Nephropathy was the 3rd most common sonographic observation (n, 7/41; 17%) in our study, associated increase in renal function tests was noted. Few studies focused mainly on renal histopathology in COVID-19 patients were published [18, 19]. Further dedicated imaging studies are needed for more clarification.

The authors recommend dealing with COVID-19 as a systemic disease possibly due to possible direct viral cytopathic effect on the ACE-2 receptors rich organs and/or harmful systemic immune-mediated response to SARS-COV 2 infection.

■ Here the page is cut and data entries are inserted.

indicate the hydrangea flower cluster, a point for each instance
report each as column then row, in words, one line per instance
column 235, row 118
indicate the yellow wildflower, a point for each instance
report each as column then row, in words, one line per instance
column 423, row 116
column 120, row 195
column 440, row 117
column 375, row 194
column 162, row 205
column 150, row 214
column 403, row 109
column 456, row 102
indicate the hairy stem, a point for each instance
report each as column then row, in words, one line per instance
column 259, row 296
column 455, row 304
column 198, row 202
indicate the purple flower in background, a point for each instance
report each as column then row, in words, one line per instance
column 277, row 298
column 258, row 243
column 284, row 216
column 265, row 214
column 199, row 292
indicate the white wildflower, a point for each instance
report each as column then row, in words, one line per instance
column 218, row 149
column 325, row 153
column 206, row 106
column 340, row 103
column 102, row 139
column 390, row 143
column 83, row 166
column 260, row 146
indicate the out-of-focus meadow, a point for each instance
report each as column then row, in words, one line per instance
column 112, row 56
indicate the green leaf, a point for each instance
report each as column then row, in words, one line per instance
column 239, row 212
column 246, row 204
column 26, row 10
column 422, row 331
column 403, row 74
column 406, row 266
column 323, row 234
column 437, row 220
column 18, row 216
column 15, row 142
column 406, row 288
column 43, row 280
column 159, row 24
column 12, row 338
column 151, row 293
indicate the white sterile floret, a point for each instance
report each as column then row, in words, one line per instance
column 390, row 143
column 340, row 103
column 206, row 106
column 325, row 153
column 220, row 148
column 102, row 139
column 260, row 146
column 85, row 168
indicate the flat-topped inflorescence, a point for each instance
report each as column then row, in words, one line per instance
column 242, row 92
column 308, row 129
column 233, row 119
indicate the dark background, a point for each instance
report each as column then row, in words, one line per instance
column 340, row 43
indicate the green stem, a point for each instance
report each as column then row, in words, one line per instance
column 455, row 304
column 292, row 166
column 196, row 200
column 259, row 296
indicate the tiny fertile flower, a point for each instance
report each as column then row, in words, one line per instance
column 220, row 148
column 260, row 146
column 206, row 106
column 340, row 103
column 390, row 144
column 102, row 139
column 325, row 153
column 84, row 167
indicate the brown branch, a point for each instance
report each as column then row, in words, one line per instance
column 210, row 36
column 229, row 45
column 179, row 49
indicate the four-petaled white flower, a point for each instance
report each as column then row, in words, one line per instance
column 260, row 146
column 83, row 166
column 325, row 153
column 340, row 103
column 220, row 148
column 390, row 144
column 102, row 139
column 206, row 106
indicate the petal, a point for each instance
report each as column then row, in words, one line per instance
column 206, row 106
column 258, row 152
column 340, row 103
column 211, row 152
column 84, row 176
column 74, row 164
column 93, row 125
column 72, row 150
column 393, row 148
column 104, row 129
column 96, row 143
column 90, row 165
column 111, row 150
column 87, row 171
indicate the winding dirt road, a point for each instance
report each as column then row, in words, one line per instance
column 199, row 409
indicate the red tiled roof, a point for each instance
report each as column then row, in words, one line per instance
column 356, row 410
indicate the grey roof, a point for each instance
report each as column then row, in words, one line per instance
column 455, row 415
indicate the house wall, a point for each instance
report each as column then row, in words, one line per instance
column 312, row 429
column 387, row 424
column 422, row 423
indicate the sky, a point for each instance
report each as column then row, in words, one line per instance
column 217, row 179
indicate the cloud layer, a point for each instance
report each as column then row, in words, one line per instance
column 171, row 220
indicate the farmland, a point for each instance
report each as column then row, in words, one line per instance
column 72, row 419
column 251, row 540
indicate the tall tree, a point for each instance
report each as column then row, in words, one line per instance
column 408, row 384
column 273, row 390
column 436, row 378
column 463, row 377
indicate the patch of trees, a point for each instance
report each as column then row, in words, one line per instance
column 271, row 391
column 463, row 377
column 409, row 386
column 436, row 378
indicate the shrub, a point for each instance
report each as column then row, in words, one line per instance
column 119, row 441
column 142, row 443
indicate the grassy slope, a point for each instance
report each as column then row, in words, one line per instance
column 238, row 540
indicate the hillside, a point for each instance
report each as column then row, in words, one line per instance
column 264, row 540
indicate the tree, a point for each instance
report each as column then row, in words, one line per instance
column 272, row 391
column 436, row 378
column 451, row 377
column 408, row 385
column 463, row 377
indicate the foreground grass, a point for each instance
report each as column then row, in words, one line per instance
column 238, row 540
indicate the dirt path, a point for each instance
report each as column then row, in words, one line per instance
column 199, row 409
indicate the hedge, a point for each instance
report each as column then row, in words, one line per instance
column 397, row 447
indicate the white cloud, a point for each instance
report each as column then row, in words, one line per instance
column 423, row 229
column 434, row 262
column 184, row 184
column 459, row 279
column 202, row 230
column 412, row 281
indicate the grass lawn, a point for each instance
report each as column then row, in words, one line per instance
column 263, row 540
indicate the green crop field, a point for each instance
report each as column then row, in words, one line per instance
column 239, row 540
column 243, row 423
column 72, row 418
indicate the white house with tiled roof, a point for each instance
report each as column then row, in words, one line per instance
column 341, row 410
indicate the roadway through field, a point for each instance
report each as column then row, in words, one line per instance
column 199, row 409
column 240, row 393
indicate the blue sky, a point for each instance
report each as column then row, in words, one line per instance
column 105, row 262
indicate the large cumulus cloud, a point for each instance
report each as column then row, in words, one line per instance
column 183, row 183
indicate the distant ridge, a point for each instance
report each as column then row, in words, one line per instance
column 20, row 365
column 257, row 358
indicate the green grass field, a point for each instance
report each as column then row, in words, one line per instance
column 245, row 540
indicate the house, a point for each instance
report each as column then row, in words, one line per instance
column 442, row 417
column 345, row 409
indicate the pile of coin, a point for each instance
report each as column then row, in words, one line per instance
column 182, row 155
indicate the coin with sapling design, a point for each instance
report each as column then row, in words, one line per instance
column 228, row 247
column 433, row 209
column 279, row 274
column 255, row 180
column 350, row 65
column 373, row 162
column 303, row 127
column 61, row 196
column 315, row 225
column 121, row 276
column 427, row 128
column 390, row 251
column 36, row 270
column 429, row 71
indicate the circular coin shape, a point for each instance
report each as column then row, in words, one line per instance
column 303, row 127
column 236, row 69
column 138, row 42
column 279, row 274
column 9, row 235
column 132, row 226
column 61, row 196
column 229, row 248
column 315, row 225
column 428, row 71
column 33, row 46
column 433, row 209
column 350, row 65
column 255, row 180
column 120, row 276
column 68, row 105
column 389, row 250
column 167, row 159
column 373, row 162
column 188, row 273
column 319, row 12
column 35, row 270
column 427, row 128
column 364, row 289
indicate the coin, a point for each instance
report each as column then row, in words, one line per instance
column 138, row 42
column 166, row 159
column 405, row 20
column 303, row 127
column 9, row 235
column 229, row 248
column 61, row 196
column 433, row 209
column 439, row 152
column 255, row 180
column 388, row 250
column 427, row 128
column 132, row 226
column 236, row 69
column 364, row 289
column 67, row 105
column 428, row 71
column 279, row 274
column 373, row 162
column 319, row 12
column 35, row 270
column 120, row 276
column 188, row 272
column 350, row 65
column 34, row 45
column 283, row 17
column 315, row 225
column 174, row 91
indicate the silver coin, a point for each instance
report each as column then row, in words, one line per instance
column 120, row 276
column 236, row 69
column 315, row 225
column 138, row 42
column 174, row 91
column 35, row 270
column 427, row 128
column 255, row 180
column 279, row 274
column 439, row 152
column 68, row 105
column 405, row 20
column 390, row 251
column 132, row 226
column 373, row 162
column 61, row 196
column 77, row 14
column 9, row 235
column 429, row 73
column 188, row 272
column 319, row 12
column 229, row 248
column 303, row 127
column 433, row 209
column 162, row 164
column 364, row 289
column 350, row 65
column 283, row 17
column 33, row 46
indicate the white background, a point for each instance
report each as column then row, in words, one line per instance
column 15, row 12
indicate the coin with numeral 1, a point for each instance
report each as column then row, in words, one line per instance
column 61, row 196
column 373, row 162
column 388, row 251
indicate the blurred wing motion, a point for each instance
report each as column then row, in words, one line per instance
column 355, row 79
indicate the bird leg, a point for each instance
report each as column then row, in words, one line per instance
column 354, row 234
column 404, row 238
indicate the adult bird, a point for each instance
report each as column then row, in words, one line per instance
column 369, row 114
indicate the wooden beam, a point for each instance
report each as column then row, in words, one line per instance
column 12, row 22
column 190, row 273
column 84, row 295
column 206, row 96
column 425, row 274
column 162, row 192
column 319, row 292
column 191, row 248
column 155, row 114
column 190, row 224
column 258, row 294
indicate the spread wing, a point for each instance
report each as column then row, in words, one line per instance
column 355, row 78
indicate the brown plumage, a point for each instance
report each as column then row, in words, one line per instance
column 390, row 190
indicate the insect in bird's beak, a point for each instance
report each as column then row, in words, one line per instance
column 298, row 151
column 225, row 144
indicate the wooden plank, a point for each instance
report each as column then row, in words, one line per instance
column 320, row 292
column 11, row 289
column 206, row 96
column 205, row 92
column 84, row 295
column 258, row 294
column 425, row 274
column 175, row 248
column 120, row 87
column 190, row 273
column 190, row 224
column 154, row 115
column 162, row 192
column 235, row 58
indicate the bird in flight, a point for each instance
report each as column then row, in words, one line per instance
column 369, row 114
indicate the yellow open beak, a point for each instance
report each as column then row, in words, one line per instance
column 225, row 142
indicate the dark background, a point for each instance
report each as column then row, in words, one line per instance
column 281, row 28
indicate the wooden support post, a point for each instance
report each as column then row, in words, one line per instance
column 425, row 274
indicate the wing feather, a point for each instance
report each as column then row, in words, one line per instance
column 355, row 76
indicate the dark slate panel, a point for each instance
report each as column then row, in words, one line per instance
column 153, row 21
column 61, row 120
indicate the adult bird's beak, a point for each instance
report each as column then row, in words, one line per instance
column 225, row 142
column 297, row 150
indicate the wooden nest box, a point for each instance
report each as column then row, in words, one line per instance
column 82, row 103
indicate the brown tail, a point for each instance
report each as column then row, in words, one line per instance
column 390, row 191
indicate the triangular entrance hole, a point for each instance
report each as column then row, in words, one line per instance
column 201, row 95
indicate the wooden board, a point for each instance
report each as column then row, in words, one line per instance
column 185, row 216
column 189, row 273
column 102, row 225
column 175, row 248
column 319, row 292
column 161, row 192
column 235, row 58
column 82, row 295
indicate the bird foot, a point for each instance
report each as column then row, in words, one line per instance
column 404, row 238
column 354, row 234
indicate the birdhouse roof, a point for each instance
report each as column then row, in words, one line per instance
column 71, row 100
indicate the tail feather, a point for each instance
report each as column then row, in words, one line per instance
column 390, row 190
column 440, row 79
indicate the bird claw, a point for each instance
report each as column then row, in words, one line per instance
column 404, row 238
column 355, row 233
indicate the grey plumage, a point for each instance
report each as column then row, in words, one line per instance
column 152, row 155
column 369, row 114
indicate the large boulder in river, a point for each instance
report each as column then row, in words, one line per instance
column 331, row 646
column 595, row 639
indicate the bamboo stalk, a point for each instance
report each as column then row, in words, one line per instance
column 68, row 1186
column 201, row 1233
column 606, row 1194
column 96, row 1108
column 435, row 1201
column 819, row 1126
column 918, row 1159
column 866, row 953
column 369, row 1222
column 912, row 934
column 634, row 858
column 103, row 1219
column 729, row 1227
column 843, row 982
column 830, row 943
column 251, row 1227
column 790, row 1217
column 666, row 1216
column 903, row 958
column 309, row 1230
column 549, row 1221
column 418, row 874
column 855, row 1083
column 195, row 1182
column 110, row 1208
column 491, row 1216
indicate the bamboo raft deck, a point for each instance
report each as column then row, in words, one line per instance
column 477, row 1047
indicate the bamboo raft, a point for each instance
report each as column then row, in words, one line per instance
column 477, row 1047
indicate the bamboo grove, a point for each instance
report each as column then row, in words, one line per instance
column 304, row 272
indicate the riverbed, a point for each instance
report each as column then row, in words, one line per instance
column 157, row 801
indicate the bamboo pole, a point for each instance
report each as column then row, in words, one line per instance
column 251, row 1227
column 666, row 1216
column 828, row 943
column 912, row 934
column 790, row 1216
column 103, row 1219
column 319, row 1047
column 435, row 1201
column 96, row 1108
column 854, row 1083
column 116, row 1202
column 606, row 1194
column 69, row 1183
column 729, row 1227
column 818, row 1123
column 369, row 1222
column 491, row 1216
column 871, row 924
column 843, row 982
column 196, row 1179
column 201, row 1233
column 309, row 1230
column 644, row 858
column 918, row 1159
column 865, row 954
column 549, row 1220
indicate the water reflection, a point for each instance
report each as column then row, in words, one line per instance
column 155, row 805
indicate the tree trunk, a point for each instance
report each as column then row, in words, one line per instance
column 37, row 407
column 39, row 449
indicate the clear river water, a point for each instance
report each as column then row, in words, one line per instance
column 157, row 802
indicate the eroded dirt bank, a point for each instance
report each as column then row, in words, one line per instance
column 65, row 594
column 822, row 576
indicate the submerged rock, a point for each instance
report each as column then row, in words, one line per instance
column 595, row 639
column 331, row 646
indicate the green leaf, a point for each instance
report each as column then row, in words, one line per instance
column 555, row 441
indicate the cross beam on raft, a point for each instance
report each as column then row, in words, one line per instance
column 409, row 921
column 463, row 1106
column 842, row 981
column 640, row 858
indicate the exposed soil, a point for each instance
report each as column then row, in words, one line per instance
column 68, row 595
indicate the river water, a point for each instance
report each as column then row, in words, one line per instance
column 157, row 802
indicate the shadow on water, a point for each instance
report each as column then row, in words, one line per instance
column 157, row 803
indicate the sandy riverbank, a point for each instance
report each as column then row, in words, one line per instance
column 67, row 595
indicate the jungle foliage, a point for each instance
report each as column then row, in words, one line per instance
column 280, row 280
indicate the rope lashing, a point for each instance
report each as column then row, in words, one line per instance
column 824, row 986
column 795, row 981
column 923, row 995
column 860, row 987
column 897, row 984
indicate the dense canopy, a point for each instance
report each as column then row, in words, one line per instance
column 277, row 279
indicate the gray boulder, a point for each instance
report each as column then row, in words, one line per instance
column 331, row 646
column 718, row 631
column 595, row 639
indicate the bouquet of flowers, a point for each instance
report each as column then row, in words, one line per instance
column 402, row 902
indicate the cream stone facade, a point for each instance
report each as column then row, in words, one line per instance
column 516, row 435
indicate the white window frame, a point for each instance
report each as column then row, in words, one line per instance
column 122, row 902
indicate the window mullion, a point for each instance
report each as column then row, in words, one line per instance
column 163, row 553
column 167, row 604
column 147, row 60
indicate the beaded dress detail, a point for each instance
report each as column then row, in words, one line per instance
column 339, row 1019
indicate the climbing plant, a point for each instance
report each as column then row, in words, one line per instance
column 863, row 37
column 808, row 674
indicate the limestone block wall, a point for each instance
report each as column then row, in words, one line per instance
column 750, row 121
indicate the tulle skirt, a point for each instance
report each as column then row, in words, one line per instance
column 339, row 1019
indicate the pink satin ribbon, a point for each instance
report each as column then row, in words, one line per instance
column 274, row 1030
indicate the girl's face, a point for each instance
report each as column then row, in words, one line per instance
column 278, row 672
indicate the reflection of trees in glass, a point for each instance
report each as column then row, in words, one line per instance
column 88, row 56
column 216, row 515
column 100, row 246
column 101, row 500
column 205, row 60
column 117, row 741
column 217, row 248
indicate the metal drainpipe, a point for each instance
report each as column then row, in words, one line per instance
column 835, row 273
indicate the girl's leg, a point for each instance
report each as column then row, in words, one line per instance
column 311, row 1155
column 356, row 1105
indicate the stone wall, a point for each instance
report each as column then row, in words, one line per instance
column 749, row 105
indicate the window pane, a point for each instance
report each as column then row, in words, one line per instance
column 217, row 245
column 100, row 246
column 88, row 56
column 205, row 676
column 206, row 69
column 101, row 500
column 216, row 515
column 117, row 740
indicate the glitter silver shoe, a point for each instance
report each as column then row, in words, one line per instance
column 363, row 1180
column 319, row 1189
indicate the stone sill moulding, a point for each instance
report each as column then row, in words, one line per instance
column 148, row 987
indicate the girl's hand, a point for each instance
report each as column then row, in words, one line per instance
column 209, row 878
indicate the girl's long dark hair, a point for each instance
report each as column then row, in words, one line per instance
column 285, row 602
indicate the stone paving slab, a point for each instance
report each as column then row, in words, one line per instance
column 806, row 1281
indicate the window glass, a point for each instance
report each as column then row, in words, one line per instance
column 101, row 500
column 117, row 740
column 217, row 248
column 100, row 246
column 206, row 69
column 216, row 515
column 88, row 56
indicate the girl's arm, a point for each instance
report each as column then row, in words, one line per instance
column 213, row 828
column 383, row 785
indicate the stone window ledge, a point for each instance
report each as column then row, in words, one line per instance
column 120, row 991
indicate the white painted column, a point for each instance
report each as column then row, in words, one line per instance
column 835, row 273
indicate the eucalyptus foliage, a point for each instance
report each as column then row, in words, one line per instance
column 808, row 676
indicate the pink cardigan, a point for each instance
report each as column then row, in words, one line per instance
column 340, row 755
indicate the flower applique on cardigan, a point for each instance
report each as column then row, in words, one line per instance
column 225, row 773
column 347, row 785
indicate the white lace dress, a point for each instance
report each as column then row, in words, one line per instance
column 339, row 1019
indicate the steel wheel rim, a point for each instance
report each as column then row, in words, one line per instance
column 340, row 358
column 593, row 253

The limitation of this study was that of a single-center retrospective study, which limits its generalizability. Pathologic correlation was not available for many patients with imaging abnormalities.

Conclusions

Dedicated sonographic abdominal imaging was often performed for COVID-19 intensive care patients with clinicolaboratory abnormal findings with subsequent improvement of the management plan. Hepatobiliary dysfunction, nephropathy as well as coagulopathy sequel in the abdomen were the most common imaging findings. COVID-19 should be considered as a systemic disease.